Shima Safwat, founder and CEO of One Nation Foundation, encourages non-Muslims to ask questions about her faith.

Elizabeth Cameron/For Metro

Shima Safwat, founder and CEO of One Nation Foundation, encourages non-Muslims to ask questions about her faith.

A burned Qur-an. A smashed glass door.

This weekend, it was anti-Islam graffiti that showed up on a playground near a Ranchlands Mosque, days before the Muslim Association of Canada’s Calgary Chapter hosted an open house for their non-Muslim neighbours.

It’s third incident in Calgary within the past year that appears to target Muslims.

“Everyone feels it’s very un-Calgarian,” said Shima Safwat, founder and CEO of One Nation Foundation, which aims to connect Muslims and non-Muslims through events and activities.

The Al-Salam Centre in northwest Calgary organized Sunday’s open house to give non-Muslims a chance to ask frank and honest questions about Islam – something Safwat said needs to happen more often.

“Muslims are your friends and neighbours, they want to have a good relationship with the community,” she said.

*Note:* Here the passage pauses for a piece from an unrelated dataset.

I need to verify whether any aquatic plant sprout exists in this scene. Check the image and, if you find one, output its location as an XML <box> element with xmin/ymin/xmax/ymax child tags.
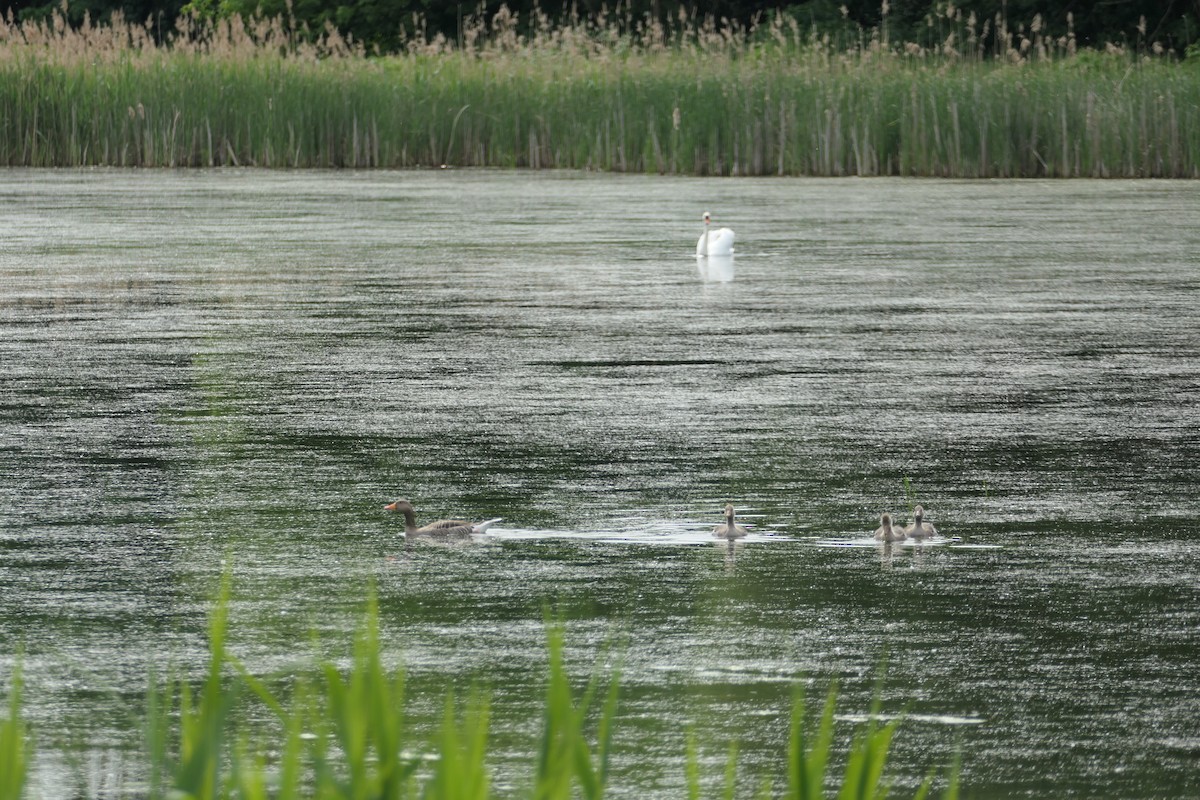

“Sometimes I feel there are so many barriers between Muslims and non-Muslims because we are not connected that much, and people are afraid to ask about our religion.”

As a Muslim woman, Hana Kadri said she invites questions about her faith. The most common query she gets is about the hijab or niqab.

“Women choose whatever is comfortable for them, it really comes down to personal choice,” she explained, cloaked in a niqab covering everything but her eyes.

“I wear the niqab because I wanted to do more (to follow the prophet),” she said. “Some women feel it’s enough to wear the hijab.”

After wearing a hijab for many years, Kadri said she “didn’t think twice” about how non-Muslim Canadians would react when she decided to up her modesty game and don a niqab.

“It shows who I am – it’s not like I shy away from being Muslim,” Kadri said, laughing.

“Obviously if you’re wearing something in public, you want to be known.”

Kadri said it’s a matter of pride for Muslim women, including herself.

“(The women are) doing it out of their own choice – give them the respect that they’re doing it because they understand it and they want to do it. Why label them as oppressed?” she said.

“If you don’t know about something, learn about it. Don’t fear it,” she adds.